Al calificar las sanciones de «tremendas» pero esperando «que no duren mucho,» Trump intenta mantener una postura de firmeza económica frente a Rusia mientras deja la puerta abierta para una futura negociación. La cancelación, por ende, podría ser una táctica de presión para exigir a Putin una señal clara de disposición a negociar, antes de sentarse a la mesa. Como ha expresado, no quiere una «reunión desperdiciada».
La Respuesta Militar y la Situación en el Terreno Simultáneamente a los movimientos diplomáticos y económicos, el recrudecimiento de las hostilidades en Ucrania actúa como un claro contrapeso a cualquier esfuerzo de paz.
El Ministerio de Defensa ruso confirmó ataques masivos de largo alcance con «armas de precisión,» incluyendo misiles hipersónicos Kinzhal, contra infraestructuras energéticas ucranianas que, según Moscú, respaldan el complejo militar-industrial de Kiev. Rusia justificó estos ataques como una «respuesta» a lo que denominó «ataques terroristas de Ucrania contra objetivos civiles en Rusia».
Kiev, por su parte, sigue atacando infraestructuras civiles rusas, manteniendo un ciclo de acción-reacción violento. El conflicto militar y los ataques a infraestructuras críticas minan la confianza necesaria para cualquier diálogo.
Trump ha reiterado que tanto Putin como el líder ucraniano Volodímir Zelenski desean la paz. Sin embargo, las acciones de ambos bandos reflejan una realidad de conflicto enconado.
La búsqueda de la paz por parte de ambos líderes se entiende bajo sus propias condiciones (y las de sus aliados). La propuesta de paz de Trump, que se ha rumoreado que incluiría un alto el fuego a lo largo de la actual línea de combate, ha sido respaldada por algunos líderes europeos pero enfrentaría serias objeciones tanto en Kiev (por la cesión de facto de territorio) como en Moscú (que podría verla como insuficiente o una trampa).

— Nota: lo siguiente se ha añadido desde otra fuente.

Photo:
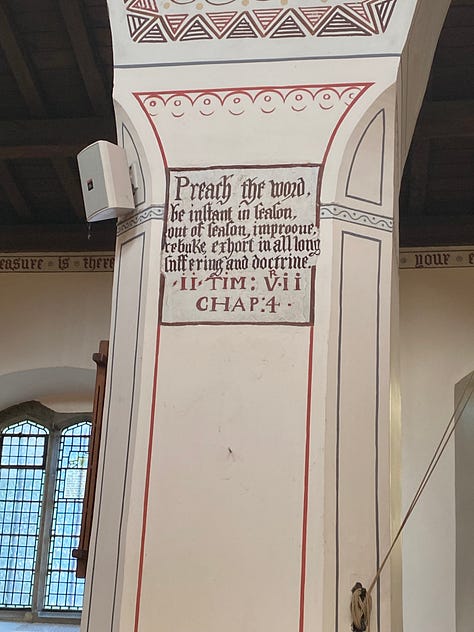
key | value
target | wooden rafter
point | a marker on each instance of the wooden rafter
(68, 237)
(13, 193)
(93, 81)
(20, 66)
(51, 138)
(446, 118)
(419, 171)
(70, 182)
(59, 146)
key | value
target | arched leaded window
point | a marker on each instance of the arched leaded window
(43, 464)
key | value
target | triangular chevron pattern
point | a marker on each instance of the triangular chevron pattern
(174, 21)
(144, 6)
(288, 27)
(221, 20)
(266, 17)
(360, 9)
(137, 24)
(244, 28)
(384, 10)
(155, 34)
(362, 18)
(314, 15)
(196, 30)
(343, 21)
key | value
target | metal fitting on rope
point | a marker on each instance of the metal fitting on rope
(361, 605)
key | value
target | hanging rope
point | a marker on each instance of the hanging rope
(361, 601)
(361, 606)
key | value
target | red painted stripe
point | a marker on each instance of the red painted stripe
(147, 483)
(306, 476)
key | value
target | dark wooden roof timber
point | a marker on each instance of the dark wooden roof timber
(55, 86)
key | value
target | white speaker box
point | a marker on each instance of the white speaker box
(105, 181)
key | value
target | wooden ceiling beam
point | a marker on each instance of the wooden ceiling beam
(47, 138)
(19, 66)
(440, 119)
(8, 184)
(70, 183)
(53, 237)
(72, 15)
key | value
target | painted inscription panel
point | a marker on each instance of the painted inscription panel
(240, 245)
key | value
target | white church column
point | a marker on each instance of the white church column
(245, 469)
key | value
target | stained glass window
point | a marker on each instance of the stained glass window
(42, 479)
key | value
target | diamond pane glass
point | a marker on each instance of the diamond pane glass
(22, 462)
(63, 590)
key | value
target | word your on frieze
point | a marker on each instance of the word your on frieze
(240, 245)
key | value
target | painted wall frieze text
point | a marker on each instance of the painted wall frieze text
(64, 262)
(429, 258)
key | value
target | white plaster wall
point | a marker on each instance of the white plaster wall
(437, 350)
(50, 326)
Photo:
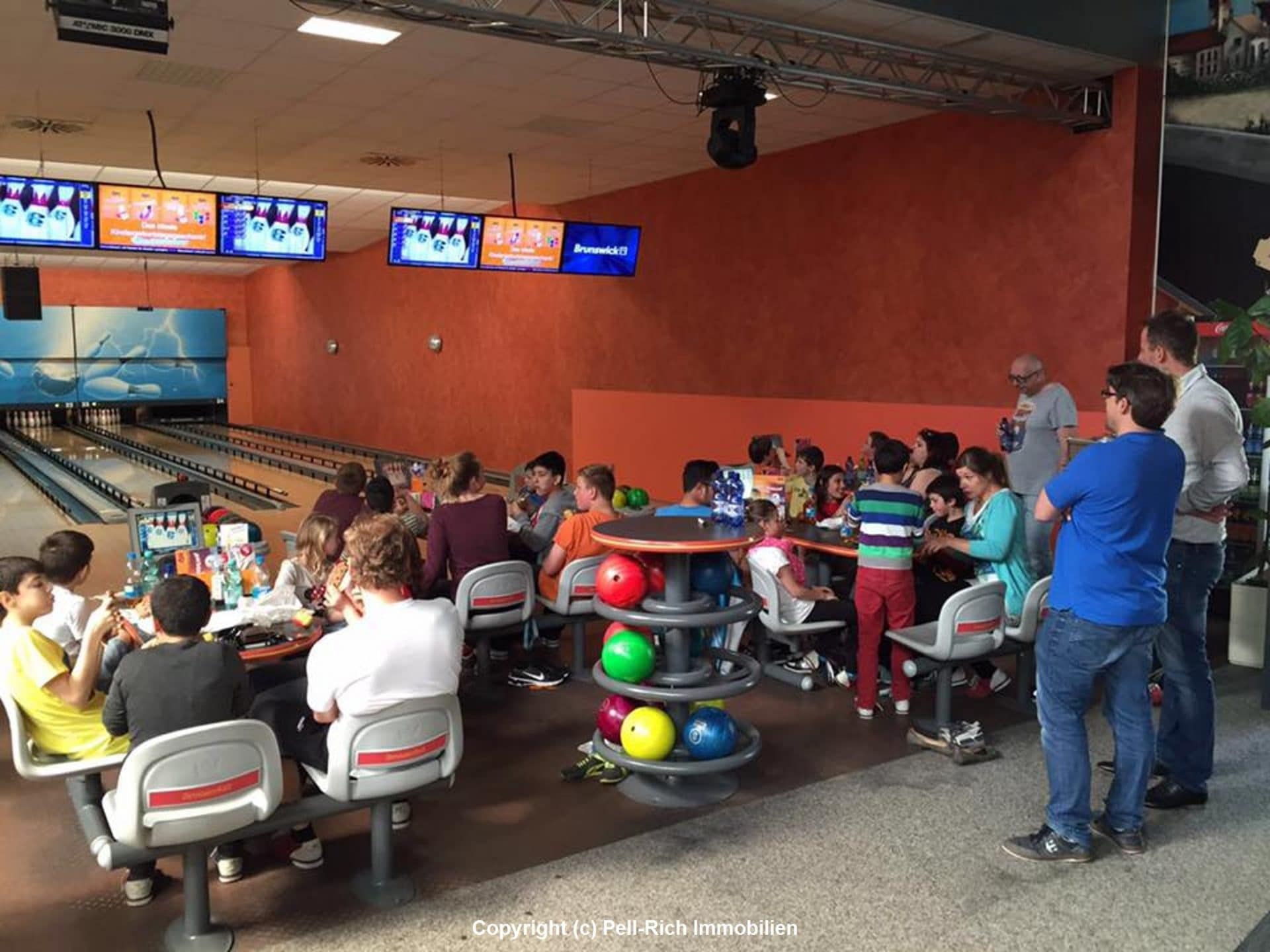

Los continuos ataques del régimen de Kiev contra infraestructuras rusas, en medio de la preparación para una cumbre con miras a la solución del conflicto, complican la narrativa diplomática, dando a Moscú un pretexto para sus «ataques de respuesta» y dificultando que Trump justifique la negociación ante sus aliados.
En síntesis, la cancelación de la cumbre de Trump con Putin, coincidiendo con la imposición de sanciones a Lukoil y Rosneft y una nueva ola de ataques rusos con armamento de precisión, confirma la interconexión indisoluble de los factores militar, económico y diplomático. Los analistas concluyen que, mientras la guerra se recrudece en el terreno y las presiones económicas se intensifican, las condiciones para un «gran avance» diplomático genuino —que no sea una mera pérdida de tiempo— siguen siendo esquivas. La «paz» que Trump busca parece aún lejana.